La Cour était composée de :
Monsieur Pascal MATHIS, Président de chambre
Madame Ursula BOURDON-PICQUOIN, Conseillère
Madame Audrey BOITAUD, Conseillère
qui en ont délibéré.
Greffier lors des débats : Mme Pascale ROCK.
Les parties ont été avisées que le prononcé de la décision aurait lieu par mise à disposition au greffe le 16 Janvier 2026.
ARRÊT
Contradictoire,
Prononcé par mise à disposition au greffe le 16 Janvier 2026,
Signé par Monsieur Pascal MATHIS, Président de chambre et Mme Pascale ROCK, greffier auquel la minute de la décision a été remise par le magistrat signataire.
***
1. M. [B] [W] a été embauché par la [4] ([4]) gérant le réseau de transports en commun [2] sur le territoire de la métropole [Localité 6] [Localité 3] Méditerranée suivant contrat à durée indéterminée à compter du 22 mai 2000 en qualité de conducteur receveur à temps plein.

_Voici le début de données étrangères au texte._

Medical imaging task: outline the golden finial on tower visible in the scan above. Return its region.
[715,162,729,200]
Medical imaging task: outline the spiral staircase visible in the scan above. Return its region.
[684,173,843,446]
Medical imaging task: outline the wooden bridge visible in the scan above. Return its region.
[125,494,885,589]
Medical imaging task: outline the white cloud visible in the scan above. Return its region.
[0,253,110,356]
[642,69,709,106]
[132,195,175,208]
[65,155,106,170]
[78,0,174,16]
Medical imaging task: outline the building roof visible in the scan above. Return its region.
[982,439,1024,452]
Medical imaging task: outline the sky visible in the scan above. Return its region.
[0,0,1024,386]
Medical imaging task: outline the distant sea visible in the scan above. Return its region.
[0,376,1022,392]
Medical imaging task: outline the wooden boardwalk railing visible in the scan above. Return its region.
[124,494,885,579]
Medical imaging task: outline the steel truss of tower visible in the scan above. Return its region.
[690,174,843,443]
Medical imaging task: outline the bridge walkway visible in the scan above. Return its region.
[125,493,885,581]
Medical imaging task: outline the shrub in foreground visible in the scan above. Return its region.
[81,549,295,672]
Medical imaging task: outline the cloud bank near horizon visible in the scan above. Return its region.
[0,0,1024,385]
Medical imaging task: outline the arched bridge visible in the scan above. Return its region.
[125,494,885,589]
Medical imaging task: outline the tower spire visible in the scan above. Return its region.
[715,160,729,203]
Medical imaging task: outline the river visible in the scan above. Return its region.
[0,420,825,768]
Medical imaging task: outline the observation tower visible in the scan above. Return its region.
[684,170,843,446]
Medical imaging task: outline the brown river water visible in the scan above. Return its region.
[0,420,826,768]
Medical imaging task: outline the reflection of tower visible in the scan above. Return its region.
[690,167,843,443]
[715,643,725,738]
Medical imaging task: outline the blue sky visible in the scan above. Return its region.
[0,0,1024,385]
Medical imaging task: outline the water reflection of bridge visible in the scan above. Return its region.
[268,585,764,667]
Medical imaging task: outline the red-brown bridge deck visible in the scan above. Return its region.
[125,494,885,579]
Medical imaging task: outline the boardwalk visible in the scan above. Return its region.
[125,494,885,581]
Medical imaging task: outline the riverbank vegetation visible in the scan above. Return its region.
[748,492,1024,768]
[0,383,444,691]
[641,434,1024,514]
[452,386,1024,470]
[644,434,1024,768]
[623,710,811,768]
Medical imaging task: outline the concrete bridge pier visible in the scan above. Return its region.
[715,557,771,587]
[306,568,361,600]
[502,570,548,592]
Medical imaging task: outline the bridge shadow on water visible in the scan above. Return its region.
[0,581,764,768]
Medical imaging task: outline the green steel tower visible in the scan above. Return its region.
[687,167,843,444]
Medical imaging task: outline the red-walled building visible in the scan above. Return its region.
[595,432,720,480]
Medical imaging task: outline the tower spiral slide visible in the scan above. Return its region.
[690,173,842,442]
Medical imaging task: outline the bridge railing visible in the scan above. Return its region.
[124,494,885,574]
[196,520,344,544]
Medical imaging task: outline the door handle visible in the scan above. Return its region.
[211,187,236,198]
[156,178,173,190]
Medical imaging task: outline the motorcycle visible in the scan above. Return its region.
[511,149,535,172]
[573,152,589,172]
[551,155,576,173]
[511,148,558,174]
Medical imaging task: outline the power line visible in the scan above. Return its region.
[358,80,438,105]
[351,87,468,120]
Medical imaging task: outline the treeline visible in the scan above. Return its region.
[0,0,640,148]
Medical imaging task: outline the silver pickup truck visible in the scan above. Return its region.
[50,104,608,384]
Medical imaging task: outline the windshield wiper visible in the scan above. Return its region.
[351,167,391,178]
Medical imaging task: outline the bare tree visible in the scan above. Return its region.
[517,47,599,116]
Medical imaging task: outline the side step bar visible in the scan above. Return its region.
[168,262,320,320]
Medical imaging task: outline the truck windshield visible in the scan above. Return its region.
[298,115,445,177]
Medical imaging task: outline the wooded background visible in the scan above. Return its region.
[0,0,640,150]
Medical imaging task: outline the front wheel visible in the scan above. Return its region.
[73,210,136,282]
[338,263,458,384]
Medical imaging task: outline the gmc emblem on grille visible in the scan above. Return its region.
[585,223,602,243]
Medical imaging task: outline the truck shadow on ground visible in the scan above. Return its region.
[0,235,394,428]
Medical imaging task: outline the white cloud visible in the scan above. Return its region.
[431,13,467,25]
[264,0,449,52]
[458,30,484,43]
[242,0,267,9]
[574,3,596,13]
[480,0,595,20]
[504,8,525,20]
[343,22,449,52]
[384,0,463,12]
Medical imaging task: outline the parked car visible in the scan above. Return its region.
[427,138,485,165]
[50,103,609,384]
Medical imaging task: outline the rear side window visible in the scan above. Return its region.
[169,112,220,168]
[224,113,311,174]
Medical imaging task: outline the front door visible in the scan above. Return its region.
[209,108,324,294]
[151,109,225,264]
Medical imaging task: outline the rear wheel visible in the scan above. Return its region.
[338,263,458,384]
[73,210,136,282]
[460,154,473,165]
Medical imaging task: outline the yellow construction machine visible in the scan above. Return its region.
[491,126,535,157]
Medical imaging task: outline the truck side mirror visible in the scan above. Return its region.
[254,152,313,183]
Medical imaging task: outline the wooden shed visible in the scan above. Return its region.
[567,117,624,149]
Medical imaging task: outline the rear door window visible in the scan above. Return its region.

2. Le 14 janvier 2016, M. [W] a bénéficié d’une visite médicale périodique à l’issue de laquelle il a été déclaré 'apte avec aménagement de poste en référence à l’article L. 4624-1 du code du travail, travail exclusivement sur plages horaires du matin et sur bus non hybrides.'
3. Le 30 janvier 2016 à 5 heures du matin, une altercation a eu lieu en salle de repos des conducteurs entre M. [W] et un de ses collègues de travail. M. [W] a pris son poste après avoir dans un premier temps fait valoir un droit de retrait. Vers 7h50, il est rentré chez lui.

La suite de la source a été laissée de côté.